Director's note as it appeared in the program of Suhmatah, the play
Under the Pine Trees, the Truth!
I grew up and inside me a persisting question about my neighbors, "the refugees". A simple question got tired of waiting for an answer that supposedly I should have absorbed with my mothers milk: why are they refugees, and what was their crime?
Years passed by before I started to understand my neighbors' silence, and their long stares in the direction of some dirt road on a hill covered with pine trees. Years passed by before I found out that the answer is buried deep in a mass grave of their collective memory. An enemy with long claws had dug it out and buried it, hidden under the shades of non-native pine trees in Suhmatah.
When I arrived at the site, the surface was soft. I opened it, and asked the survivors to tell me what had happened. I took their few words spoken and stuffed it all in my note book, and put some on film. In my new home, in the US, what I had brought in with me refused to sleep. It kept me up telling me the story of Suhmatah, and its sisters, the 418 Palestinian villages which the invaders had destroyed.
The memory spoke, it told me again the story of Suhmatah. It told me about the reason for the long silence among my people. It became clear to me that the story was full of pain, but devoid of pride or heroism. It's filled with fear and terror, and stunk of blood and death. It cries with screams of the children and the women, and the quiet weeping of the elders. The memory spoke and said that the victim, Suhmatah, was buried alive! It is still convulsing in its last breath which has lasted 50 years.
I am only the stranger ( -or the native who lives abroad), I loved my land, felt the pain, and screamed; they asked me to be a witness. They asked: who is the killer?
I said: Them, they still hold on to the weapon.
They said: Where is the victim?
I said: Suhmatah, and she is still alive!
Where is she?
I said: In the heart of every Suhmani along with her sisters.
They said: Do you witness it?
I said: I do, I do.
And they said: Why, and what's your request?
I said: you either kill her to put her to rest, or, grant her life for her insisting on life.

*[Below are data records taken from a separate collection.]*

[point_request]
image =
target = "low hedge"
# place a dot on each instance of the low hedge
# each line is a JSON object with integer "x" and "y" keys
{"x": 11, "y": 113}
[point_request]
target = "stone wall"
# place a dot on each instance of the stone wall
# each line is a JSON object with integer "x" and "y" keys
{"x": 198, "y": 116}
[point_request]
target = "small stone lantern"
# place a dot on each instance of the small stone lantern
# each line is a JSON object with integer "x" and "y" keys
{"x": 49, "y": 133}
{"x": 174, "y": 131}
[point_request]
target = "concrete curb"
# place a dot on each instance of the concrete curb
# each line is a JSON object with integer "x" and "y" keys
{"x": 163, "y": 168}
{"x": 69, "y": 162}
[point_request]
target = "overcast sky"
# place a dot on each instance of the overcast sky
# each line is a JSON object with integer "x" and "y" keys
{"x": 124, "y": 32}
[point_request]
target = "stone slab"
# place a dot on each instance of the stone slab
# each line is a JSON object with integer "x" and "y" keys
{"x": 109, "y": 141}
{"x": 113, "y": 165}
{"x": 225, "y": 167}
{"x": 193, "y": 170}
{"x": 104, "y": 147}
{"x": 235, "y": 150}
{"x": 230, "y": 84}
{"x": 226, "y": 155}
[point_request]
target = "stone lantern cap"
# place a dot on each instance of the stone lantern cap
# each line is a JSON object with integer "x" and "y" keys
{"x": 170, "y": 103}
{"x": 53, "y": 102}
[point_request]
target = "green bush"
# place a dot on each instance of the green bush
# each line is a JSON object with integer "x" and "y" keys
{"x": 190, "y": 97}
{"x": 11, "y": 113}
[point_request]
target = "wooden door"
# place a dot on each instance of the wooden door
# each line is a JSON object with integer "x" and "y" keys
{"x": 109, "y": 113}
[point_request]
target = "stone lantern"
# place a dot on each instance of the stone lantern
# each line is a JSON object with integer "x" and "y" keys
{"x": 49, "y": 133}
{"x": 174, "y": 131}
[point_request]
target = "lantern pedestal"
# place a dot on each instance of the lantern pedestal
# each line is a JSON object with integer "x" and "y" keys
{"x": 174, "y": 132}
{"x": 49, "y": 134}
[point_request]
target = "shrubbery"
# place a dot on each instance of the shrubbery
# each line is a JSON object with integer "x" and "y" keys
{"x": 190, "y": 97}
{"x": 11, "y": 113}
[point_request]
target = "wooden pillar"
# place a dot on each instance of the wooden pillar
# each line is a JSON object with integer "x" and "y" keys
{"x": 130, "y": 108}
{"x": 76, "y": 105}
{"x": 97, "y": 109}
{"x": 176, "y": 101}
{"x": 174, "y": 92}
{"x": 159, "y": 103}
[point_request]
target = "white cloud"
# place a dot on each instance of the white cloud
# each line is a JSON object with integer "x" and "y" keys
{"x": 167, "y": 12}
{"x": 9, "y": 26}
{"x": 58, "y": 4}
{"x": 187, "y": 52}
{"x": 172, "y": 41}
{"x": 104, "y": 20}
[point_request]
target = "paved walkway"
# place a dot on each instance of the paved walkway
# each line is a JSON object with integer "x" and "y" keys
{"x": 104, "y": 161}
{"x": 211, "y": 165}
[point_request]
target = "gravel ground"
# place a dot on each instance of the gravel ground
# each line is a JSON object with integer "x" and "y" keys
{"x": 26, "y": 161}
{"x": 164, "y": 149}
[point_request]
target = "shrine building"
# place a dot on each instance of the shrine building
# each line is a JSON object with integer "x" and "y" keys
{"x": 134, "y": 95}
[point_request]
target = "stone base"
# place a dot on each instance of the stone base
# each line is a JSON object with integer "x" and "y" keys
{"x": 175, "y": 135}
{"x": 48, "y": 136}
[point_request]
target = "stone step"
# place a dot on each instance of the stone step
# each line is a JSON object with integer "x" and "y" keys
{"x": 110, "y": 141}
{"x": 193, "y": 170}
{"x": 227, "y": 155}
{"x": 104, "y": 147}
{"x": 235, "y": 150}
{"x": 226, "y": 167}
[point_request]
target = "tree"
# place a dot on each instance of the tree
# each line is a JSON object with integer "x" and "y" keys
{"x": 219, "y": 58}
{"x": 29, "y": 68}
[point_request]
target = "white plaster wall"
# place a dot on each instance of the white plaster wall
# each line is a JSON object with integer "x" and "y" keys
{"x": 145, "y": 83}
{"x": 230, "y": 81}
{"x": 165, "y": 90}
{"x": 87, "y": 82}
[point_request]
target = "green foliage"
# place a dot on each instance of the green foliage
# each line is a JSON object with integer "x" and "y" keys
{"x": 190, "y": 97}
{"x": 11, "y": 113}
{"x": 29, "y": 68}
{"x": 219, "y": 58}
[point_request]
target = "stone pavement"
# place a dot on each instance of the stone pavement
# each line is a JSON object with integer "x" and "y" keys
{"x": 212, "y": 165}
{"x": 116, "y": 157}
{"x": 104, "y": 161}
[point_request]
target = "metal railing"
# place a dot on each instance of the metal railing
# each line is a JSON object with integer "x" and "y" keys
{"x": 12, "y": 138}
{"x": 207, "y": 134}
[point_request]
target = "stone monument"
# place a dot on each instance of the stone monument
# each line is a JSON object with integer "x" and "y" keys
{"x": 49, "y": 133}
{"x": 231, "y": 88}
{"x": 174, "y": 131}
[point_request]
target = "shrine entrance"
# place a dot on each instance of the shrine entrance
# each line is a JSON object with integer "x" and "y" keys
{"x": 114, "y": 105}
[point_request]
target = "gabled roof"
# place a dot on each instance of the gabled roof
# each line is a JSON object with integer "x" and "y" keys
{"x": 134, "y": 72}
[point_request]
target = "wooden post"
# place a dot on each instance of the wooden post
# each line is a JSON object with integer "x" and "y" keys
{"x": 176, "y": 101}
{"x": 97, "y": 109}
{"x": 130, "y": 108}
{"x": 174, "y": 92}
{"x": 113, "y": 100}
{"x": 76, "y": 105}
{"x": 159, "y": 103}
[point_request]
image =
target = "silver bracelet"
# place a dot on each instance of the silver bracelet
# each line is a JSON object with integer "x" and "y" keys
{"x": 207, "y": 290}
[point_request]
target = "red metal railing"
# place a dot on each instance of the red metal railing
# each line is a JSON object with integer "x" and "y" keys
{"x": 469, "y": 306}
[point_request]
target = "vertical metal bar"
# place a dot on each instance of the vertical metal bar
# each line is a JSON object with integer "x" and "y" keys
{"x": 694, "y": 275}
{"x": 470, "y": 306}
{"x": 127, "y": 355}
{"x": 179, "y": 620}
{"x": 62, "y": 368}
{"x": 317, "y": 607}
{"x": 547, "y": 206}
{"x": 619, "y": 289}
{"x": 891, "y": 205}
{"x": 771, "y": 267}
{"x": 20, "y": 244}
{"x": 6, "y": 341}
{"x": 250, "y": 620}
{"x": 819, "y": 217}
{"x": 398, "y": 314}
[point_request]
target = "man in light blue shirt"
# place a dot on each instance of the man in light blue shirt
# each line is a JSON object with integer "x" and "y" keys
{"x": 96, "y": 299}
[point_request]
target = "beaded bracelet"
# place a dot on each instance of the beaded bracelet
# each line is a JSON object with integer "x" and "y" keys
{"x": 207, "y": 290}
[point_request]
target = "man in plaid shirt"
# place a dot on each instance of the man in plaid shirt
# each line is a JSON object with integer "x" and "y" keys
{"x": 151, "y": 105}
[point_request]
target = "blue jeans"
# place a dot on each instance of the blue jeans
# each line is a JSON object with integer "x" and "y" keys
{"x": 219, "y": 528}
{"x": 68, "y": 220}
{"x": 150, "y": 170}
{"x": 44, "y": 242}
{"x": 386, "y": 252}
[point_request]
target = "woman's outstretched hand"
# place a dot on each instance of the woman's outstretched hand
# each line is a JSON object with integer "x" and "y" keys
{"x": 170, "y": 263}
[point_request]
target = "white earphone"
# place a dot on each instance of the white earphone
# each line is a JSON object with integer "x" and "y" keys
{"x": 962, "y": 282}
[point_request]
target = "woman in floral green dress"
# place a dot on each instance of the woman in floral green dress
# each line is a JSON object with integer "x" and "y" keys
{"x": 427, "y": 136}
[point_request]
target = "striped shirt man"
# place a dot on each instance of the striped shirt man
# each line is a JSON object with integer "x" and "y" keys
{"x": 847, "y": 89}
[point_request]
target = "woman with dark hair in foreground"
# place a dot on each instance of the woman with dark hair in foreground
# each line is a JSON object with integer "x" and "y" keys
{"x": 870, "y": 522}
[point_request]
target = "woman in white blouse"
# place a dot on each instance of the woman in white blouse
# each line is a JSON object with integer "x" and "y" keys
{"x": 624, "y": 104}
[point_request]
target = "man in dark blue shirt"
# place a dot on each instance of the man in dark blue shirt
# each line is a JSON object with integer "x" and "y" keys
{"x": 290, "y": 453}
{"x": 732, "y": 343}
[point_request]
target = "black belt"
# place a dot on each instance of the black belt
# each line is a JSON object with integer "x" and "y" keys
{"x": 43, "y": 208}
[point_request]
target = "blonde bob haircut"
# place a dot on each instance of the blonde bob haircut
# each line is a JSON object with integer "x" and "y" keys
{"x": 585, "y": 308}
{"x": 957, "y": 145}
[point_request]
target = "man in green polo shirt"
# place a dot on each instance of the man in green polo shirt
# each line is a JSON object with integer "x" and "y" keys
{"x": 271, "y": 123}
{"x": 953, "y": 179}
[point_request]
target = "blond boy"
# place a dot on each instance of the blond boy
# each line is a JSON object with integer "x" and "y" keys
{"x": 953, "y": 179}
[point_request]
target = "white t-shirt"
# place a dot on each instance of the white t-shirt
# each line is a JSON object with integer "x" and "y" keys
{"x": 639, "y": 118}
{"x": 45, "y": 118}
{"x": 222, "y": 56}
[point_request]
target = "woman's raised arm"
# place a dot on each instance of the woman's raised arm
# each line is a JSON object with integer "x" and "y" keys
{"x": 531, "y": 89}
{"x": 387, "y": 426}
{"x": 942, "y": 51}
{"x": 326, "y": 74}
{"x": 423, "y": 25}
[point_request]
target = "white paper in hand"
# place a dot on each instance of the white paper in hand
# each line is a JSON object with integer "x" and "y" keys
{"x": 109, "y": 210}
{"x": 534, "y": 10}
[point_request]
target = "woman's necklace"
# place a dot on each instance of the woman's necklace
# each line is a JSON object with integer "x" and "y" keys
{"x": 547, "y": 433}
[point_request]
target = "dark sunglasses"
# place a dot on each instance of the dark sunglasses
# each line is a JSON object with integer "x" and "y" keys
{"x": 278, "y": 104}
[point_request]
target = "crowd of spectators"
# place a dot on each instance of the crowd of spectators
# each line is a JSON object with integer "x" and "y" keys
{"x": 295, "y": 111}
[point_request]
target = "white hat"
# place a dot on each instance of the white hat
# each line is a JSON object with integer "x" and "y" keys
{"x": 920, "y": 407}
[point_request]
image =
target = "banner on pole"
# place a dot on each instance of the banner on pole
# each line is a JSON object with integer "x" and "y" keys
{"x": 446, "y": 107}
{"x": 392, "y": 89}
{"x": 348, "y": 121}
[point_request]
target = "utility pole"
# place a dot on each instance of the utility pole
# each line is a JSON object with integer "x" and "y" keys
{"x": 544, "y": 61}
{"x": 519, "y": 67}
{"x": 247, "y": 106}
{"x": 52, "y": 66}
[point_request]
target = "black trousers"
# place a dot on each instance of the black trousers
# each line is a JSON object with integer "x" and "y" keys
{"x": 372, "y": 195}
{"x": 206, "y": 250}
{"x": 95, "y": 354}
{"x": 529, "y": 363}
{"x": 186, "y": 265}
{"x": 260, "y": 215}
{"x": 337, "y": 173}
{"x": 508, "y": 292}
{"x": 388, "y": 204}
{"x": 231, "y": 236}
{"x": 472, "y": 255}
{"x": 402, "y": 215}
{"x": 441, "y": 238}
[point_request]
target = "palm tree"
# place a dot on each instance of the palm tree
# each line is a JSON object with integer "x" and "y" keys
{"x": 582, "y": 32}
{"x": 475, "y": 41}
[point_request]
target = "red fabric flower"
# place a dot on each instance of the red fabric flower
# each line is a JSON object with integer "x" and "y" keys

But, how can the real killer have any mercy when he is one of her own, an Arab? He comes to her to rob her of her shoe and beautiful necklace! Suhmatah told me: they stole my house stone by stone, they picked my figs and pomegranate and ran. They sell it on road sides and bus stops. Suhmatah is still giving her goods, still bleeding honey and milk; so how can an Arab sink his teeth into her while she is still alive? The honey from her figs and pomegranates will turn into venom in his veins, and it may kill the ignorance and lethargy of long years of defeat.
I ask you to relive the memories with me, so it can give life to those whose life was taken from them half a century ago. And those who survived are also perishing with false hope planted in their hips like sword. Time is running out on those who can still remember!
We must dig up the graves. Let the smell of the crime scream in the face of the world for the atrocities: justice! Or there will be no peace to nobody without mine, and my peace is in my return, all of the return, to all of Palestine.